There’s no reason to think Social Security won’t continue to be funded in the coming years. The problem, though, is that a shrinking workforce is expected to lead to less revenue for the program.

For this reason, it’s expected that Social Security will need to tap its trust funds in the coming years to keep up with its scheduled benefit payments. Once those trust funds run out, benefit cuts may be on the table.

The Social Security Trustees’ most recent update has the program’s trust funds, if combined, running dry in 2034. From there, it expects only 81% of benefits to be payable.

For this reason, as of now, that’s the worst-case scenario you should plan for. But you should take steps to prepare for potential benefit cuts rather than just assume they won’t happen.
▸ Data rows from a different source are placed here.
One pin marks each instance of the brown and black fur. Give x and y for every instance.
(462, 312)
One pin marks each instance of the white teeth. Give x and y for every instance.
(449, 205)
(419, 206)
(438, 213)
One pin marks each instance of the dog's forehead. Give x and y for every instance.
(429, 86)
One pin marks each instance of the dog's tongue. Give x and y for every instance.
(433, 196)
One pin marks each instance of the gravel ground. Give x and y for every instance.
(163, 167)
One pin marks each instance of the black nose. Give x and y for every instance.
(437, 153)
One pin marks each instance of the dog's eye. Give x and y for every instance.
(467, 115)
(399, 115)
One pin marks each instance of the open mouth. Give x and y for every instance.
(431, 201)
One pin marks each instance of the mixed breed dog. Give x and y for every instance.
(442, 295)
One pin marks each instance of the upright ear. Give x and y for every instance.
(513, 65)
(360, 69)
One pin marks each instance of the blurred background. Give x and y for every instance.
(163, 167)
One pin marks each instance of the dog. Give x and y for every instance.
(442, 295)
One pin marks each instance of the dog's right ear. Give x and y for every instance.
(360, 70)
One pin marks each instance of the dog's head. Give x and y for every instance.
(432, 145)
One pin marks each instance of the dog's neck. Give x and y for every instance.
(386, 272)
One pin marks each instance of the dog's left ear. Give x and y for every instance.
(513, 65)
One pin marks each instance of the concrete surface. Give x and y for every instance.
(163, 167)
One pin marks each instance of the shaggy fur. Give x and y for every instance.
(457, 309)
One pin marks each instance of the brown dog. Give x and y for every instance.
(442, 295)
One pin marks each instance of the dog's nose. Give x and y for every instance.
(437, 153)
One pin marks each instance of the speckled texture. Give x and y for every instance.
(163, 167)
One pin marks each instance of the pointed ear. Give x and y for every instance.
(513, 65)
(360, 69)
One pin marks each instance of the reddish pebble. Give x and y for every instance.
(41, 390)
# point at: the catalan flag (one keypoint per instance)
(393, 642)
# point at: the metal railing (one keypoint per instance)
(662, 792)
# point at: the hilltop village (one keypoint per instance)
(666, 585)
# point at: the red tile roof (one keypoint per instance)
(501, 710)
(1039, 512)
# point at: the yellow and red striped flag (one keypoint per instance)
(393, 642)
If you’re still working, that means saving as best as you can. Socking away $300 a month over 40 years could leave you with almost $933,000 if your portfolio generates an 8% yearly return during that time, which is a touch below the stock market’s average.

If you’re already mid-career, you may need to save a larger amount of money per month to amass a nest egg that’s similar in size. And you also don’t necessarily need $933,000.

But ideally, you should enter retirement with a decent chunk of money to supplement your benefits. This actually holds true whether they’re reduced or not. But it’s especially important given the potential for cuts.

While Social Security is not in danger of going away, benefit cuts could happen. The more you prepare, the less financially stressful that scenario might be in the future.